Senators have reached an agreement about the proposed stimulus package. Christian Bale got in trouble this week for a profanity-laced rant he unleashed on the set of the latest Terminator movie (Bale has apologized). I'm not going to link directly to an audio of his rant, because this is a family-friendly blog. Maybe he's frustrated at following in other actors' footsteps; he is the third John Connor and the fourth modern Batman.
Those two news items don't seem like they have much to do with each other. But work with me for a minute. There's an old saying in politics that those who like sausage and legislation should watch neither being made. The same could be said, to an extent, for art. Art can be beautiful, funny, inspiring, tragic. But the process of making it (particularly movies) is rarely beautiful or inspiring (although it can definitely be funny or tragic).
Christian Bale's rant is unusual only because it was made public.
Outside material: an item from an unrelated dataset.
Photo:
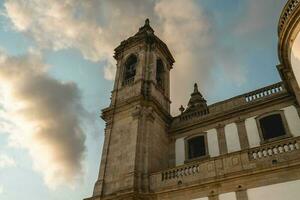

There are many stories about movie stars acting badly on set. But they are, for the most part, just that: stories. Until now, there wasn't much hard physical evidence of a movie star being a jerk on set. Christian Bale just happened to be mouthing off within range of a live microphone in the age of the Internet. A political columnist (I can't remember who) gave this advice to pundits and politicians after one too many people were caught saying things they shouldn't have: if you are in front of a microphone, assume it is live and recording. The same is true of movie sets, particularly since they use some microphones that record over a much greater distance the ones in a TV set or on a podium. The whole point of making a movie, after all, is that it will ultimately be released to the public.
And we are now watching legislation being made in a much more intimate way than we did previously. There's a reason for the phrase "behind closed doors" and the cliche "smoke-filled back rooms." The process of coming up with enough compromises to make a piece of legislation passable was one that went on out of sight of the public. Not so much anymore. We know that Ben Nelson, Susan Collins, and Arlen Specter were key Republicans engaged in the final negotiations. The smoke-filled room was Harry Reid's office. I read about this on several different Websites within a few minutes of when it happened.
So those of us who are paying attention to these things are a little more aware of what happens behind the curtains. Christian Bale's reputation will probably never quite recover. No one is going to be quite satisfied with the stimulus, because we all know exactly who got what, and most people who see a program that they favor being cut are going to be upset about that part of the package.
But what the Internet takes away it also restores. Christian Bale apologized on a radio station in LA; Entertainment Weekly put it on its Website. It's also part of pop culture in ways no one would have imagined. Stephen Colbert parodied Bale's rant with Steve Martin as the target of his venom; I saw a mashup of Bill O'Reilly and Bale's rant. Bale apologized, and he was in one of the best movies of last year. If he can show the world that he can laugh at himself, maybe he'll come out even better. I have an idea: he should parody himself, but instead of ranting at a crew member, he should drop some f-bombs at the Academy, for not nominating Dark Knight for Best Picture or Christopher Nolan for Best Director. That could be funny. If Heath Ledger doesn't win Best Supporting Actor, he will have millions of people's permission to let loose.
As for the stimulus, disillusionment and discouragement seemed to set in in some quarters almost as fast as hope bloomed after November 4th. I do not countenance any cynicism at this point, and will not even begin to contemplate it for myself. The package came together quickly, and it looks like Obama will sign it less than a month after taking office. Part of the reason for the alacrity is the speed of communication these days. We all know how bad the economy is, and we all hear the same horrible news instantly.
Those who like legislation and sausage should watch neither being made. And if you don't have a strong stomach for constant setbacks and rejection, stay away from Hollywood. But the most difficult movies to make can be funny and inspiring. And two of the greatest speeches in American history were given in the middle of, and at the end of, our worst war: Lincoln's Gettysburg Address, and his Second Inaugural. We are in a horrible economic crisis. Our Senators and Representatives just came up with a plan that may or may not solve this crisis.
Christian Bale finished making Terminator: Salvation, presumably without further incident; that tirade is actually from last July. The process of coming up with the stimulus was not pretty. But it's done. Time to clean up the details, watch Obama make great speeches pitching it to the American people, watch him sign it, have a few beers, maybe an apple martini, and then cross our fingers and pray that this actually works. Which I look forward to hearing about on multiple blogs, nytimes.com, and washingtonpost.com.